Когда в классе писали сочинение «Суд совести», Птицына сдала мне большое сочинение, почти целую тетрадь. Я удивилась скорости ее письма, она легко уложилась в урок и почти без помарок.

«В начале года я случайно вышла из школы вместе с Зоей. Это была некрасивая девочка с маленькими глазками, белобрысая. Круглый большой нос ее сильно портил. Она ни с кем не дружила, и когда я слушала ее правоверные ответы на уроках, мне казалось, что я жую картошку без соли.

Я знала, что она дочь крупного профессора-геолога, что тоже станет геологом и что дома ей разрешают дружить только с девочками из «приличной семьи».

Она увидела у меня в руках «Уарду» Эберса и сказала, что у них дома есть полный Эберс, полный Брет-Гарт и полный Дюма дореволюционного издания.

Я сделала стойку не хуже охотничьей собаки.

— Идем к нам. Если ты произведешь на маму хорошее впечатление, она даст тебе что-нибудь почитать, — сказала она вялым тоном, и всю дорогу я выясняла, как можно приручить ее маму.

И хотя я редко робею, но, когда вошла в огромную Квартиру с такими большими комнатами, что они казались пустыми, хотя мебели было много — большой, тяжелой, старинной, я смутилась.

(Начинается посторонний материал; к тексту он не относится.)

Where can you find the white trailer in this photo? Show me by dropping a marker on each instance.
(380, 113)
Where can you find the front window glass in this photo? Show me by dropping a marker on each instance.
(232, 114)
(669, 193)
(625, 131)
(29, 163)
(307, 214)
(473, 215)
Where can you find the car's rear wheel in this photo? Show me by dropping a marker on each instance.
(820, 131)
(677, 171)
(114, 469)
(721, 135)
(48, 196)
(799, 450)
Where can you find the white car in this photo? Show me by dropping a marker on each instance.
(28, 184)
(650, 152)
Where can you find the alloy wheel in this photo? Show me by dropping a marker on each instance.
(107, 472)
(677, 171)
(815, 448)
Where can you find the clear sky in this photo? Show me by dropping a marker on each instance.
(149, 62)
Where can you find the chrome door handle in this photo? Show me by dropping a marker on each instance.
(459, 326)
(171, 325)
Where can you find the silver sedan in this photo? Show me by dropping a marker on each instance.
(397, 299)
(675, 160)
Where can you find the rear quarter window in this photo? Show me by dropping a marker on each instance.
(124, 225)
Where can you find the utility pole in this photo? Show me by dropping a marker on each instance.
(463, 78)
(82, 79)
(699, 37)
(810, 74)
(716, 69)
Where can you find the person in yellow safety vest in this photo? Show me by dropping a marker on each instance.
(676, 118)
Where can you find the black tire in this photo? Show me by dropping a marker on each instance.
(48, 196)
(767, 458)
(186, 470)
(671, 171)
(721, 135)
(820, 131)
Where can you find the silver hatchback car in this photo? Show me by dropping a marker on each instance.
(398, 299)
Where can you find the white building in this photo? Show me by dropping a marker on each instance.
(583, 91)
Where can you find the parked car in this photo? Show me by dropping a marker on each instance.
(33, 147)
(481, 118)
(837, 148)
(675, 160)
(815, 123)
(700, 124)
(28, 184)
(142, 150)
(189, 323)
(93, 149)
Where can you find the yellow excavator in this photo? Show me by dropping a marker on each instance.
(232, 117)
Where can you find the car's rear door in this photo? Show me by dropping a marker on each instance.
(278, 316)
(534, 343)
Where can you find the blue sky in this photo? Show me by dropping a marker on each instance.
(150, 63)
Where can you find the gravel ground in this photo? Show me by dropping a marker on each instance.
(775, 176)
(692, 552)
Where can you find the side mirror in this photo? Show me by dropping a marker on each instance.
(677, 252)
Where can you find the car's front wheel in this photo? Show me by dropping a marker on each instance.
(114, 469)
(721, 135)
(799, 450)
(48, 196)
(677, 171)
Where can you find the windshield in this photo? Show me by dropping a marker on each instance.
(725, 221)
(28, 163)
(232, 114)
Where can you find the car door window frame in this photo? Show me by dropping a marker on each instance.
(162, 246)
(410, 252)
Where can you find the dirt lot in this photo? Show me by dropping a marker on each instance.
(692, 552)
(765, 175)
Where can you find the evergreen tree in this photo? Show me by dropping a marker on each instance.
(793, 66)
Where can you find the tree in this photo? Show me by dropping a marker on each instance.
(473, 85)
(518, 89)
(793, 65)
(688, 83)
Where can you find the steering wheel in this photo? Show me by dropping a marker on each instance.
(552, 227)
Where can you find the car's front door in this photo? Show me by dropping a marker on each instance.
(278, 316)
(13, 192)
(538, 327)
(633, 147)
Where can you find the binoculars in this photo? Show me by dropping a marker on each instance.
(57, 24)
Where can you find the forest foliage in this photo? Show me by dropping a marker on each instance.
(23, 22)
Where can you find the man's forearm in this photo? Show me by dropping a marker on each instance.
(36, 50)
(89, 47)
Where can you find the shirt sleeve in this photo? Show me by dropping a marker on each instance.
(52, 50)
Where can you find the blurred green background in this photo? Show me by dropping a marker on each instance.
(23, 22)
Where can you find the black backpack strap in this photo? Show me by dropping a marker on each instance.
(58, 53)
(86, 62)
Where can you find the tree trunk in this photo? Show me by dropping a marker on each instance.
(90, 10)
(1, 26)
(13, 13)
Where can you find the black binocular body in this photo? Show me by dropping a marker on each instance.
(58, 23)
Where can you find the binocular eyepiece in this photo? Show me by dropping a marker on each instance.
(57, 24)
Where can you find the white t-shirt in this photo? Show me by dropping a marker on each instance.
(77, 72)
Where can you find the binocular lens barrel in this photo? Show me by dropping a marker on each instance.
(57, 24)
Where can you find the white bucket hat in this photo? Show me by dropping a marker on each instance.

Тем более что нас встретило несколько пожилых женщин в темных платьях, закрытых передниками, с волосами, уложенными как-то необыкновенно старомодно.

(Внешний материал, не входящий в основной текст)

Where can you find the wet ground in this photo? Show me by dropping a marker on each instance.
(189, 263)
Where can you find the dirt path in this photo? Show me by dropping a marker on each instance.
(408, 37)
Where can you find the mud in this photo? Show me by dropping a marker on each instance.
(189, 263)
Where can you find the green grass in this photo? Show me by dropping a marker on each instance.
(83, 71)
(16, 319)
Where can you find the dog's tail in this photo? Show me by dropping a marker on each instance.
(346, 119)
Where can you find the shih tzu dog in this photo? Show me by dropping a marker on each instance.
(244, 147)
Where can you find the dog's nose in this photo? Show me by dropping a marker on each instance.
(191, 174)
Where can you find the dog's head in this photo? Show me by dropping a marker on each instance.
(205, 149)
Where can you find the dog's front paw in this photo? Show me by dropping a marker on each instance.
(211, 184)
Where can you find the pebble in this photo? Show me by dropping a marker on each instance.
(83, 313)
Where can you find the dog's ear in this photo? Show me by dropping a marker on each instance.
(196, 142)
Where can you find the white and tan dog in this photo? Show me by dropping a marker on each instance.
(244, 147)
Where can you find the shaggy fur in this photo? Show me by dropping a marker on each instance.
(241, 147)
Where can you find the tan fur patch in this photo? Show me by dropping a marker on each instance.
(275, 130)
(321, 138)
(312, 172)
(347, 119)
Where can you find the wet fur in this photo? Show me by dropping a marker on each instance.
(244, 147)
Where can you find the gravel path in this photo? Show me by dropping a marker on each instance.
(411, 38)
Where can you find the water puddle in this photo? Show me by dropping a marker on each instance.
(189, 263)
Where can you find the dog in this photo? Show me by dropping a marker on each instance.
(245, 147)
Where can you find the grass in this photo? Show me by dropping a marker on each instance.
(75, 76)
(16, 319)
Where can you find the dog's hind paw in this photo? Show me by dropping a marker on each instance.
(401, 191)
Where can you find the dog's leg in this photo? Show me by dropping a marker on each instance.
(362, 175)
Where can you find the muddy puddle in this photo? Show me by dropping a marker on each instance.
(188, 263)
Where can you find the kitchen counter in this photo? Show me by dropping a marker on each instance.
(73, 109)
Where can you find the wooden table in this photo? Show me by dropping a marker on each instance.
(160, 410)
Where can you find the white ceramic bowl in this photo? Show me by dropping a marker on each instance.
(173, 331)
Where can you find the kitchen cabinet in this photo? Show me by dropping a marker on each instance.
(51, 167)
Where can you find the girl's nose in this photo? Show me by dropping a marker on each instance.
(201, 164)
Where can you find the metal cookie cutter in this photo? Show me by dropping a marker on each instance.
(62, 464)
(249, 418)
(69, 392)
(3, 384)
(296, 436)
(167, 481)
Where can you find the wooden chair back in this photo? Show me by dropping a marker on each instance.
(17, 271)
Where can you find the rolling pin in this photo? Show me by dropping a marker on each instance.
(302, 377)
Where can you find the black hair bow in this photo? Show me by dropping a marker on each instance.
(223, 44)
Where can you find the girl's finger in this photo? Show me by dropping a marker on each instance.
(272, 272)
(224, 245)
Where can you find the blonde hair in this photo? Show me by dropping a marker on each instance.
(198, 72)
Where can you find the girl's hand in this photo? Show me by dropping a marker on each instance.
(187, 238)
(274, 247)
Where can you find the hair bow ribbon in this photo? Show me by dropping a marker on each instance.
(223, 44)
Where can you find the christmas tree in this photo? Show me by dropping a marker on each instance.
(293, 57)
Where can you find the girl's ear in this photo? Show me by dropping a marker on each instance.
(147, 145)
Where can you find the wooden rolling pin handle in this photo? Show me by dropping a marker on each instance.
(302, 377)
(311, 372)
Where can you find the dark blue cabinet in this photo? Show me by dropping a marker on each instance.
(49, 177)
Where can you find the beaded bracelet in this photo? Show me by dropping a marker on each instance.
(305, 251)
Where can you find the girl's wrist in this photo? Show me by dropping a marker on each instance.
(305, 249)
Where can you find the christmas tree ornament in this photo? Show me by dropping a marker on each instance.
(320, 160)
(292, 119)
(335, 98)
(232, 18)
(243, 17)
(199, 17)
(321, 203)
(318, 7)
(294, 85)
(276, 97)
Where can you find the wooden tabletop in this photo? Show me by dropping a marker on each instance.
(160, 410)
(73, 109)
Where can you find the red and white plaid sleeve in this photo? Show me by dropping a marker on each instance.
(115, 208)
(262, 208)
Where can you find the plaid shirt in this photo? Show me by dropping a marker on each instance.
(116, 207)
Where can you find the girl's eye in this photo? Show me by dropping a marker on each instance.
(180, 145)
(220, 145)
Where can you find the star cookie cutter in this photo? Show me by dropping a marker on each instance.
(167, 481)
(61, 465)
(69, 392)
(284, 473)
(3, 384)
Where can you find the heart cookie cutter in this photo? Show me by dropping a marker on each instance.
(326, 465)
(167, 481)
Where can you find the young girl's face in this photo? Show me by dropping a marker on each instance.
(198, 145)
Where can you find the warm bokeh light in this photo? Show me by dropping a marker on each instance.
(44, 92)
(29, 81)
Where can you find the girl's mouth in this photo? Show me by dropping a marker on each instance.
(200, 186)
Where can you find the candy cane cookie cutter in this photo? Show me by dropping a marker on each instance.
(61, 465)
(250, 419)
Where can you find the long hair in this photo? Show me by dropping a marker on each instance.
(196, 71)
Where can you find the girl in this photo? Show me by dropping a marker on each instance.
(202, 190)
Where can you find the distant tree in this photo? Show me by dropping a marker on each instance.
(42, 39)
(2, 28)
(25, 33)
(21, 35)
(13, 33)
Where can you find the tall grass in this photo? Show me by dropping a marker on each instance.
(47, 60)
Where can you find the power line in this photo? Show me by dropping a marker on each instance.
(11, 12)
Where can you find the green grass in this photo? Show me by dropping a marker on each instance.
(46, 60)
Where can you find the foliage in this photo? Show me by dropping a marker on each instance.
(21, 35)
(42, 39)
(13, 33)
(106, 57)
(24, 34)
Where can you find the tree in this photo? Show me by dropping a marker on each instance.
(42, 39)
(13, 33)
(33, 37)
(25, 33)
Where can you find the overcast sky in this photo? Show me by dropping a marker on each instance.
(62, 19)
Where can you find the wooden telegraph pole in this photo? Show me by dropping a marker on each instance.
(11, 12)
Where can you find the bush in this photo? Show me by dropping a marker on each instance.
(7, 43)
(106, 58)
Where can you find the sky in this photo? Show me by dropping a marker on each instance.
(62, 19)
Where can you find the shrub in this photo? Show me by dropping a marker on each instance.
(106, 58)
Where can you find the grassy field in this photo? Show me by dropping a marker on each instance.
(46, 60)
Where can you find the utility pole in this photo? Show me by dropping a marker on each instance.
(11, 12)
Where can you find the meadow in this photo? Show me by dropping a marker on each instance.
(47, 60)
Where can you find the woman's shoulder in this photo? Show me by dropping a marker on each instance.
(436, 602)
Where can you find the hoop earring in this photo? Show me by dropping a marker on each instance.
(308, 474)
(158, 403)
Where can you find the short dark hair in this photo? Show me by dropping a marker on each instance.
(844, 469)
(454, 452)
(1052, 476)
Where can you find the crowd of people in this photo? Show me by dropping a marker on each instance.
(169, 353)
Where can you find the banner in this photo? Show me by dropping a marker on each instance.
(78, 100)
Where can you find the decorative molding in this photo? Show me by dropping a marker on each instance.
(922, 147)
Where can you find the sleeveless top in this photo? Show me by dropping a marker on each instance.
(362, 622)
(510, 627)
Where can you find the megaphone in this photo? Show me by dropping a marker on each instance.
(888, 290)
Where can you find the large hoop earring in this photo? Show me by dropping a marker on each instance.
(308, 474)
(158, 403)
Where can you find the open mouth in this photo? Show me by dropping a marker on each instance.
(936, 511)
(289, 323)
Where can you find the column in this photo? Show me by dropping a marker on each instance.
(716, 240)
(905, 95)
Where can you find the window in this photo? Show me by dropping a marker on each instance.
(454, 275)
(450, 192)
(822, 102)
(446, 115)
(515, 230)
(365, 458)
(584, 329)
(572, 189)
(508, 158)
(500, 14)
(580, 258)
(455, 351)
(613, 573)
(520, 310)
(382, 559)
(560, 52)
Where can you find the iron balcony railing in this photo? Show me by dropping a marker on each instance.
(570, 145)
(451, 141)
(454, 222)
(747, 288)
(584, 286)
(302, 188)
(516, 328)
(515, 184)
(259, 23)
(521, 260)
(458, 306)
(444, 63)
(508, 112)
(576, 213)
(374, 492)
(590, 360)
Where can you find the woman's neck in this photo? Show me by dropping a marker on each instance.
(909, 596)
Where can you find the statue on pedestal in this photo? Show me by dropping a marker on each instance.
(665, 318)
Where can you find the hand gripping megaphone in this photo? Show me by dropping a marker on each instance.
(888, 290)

Зоя знакомила меня, но имена их сливались — мама, бабушка, тетя, двоюродная тетя, сводная бабушка, кузина… Нас пригласили на ленч в столовую и каждой подали на подносике стакан с томатным соком, яйцо в подставке, поджаренный кусочек хлеба и тарелку овсяной каши. Я так старалась произвести «хорошее впечатление», что яйцо оказалось у меня на переднике, и все женщины захлопотали, точно я — тяжело больная, а Зоя смотрела на меня радостными глазами.

После завтрака мне был устроен допрос с пристрастием. Выяснялась профессия родителей, даже бабушки. Я держалась так кротко, воспитанно, что меня подташнивало. А потом Зоя отвела меня в кабинет отца, и я получила наконец два тома Эберса и один — Дюма, в старинных переплетах с золотыми буквами на корешках.

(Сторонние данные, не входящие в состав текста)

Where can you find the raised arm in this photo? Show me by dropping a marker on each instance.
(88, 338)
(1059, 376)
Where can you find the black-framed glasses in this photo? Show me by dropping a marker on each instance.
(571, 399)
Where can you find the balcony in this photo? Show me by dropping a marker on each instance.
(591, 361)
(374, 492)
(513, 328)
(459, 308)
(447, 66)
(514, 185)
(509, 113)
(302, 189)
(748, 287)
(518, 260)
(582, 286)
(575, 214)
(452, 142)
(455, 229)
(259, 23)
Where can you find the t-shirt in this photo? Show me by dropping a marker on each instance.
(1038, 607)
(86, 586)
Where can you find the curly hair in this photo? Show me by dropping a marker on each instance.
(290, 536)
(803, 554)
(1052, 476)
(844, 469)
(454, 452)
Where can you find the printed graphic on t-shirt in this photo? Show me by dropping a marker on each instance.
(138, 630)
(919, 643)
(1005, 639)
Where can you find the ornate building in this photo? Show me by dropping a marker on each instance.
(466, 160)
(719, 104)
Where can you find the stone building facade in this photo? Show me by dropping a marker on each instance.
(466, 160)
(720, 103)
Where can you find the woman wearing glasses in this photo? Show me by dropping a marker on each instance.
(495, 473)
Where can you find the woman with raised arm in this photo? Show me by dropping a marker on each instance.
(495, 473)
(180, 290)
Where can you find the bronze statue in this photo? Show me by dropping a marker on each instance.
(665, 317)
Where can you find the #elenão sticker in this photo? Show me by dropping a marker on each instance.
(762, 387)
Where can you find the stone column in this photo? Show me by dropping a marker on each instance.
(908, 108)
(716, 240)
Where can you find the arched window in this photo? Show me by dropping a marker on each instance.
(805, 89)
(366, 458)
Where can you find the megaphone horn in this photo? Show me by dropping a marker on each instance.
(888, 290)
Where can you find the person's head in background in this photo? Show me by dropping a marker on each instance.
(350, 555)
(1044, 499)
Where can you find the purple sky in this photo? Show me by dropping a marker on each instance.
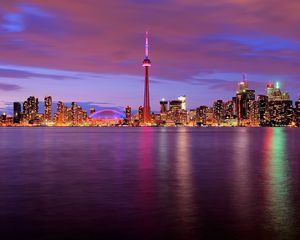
(91, 51)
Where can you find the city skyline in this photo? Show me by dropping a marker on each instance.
(84, 53)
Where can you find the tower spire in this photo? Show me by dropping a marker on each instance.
(146, 65)
(146, 46)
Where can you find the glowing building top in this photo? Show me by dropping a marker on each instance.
(243, 85)
(146, 62)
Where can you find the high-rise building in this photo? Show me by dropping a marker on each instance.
(201, 115)
(280, 108)
(229, 110)
(163, 106)
(176, 113)
(59, 115)
(146, 65)
(92, 110)
(141, 113)
(30, 109)
(183, 102)
(297, 112)
(244, 97)
(243, 85)
(48, 109)
(263, 110)
(270, 91)
(218, 110)
(17, 112)
(128, 114)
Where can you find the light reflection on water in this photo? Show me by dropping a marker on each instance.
(149, 183)
(278, 186)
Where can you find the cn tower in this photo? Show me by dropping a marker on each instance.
(146, 65)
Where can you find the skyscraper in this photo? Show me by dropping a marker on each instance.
(17, 112)
(146, 65)
(163, 106)
(128, 113)
(48, 109)
(244, 97)
(30, 109)
(297, 111)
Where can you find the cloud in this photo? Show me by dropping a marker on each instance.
(9, 87)
(187, 37)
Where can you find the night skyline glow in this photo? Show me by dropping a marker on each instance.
(91, 52)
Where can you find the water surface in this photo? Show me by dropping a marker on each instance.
(150, 183)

С тех пор Зоя ко мне прилипла намертво. Она подхватывала в классе каждое мое слово, улыбалась любой моей глупости и все время делала мне подарки, ненужные, но трогательные. Она прекрасно изучила мои вкусы, знала, что я увлекаюсь разными корешками, камнями, а ее отец привозил из экспедиции много всяких редкостей.

Дома у нее меня встречали радостно, и я все больше впадала в зависимость, вынужденная то идти с ней на концерт, то в Дом ученых, то в гости к бесчисленным ее родственникам.

Рабству не было конца, ведь за три месяца я прочла всего полшкафа, а у ее отца в кабинете было пять шкафов книг.

Наконец я решила честно сказать Зое, на чем строилась наша «дружба».

Она посмотрела на меня влажными собачьими глазами и облизнула губы.

— Думаешь, я это не понимала?

— Тогда почему ты… — Я была отвратительна себе в эту минуту.

— Одной так скучно! Ты хоть ради книг меня терпела…

Ее вялый голос и покорно опущенные губы заставили меня почувствовать свою подлость особенно остро. И я покривила душой.

— Это раньше я из-за книг, а теперь я привыкла к тебе…

Зоя недоверчиво улыбнулась.

— Я даже иногда скучаю без тебя…

Ее лицо порозовело, похорошело, а я наворачивала одну ложь за другой и думала, что суд совести — самое страшное мучение. Потому что ужасно трудно делать больно тому, кто тебя любит».

Сочинение мне показалось таким интересным, что я прочла его в классе, а потом после урока спросила, не мечтает ли Птицына писать.

Она жизнерадостно улыбнулась, но так, что я почему-то почувствовала себя младше ее, и сказала, что больше любит театр.

— Я всегда стараюсь задержаться в зале после окончания спектакля, когда девочки бегут в гардероб. Я люблю стоять в пустом зале и слушать тишину…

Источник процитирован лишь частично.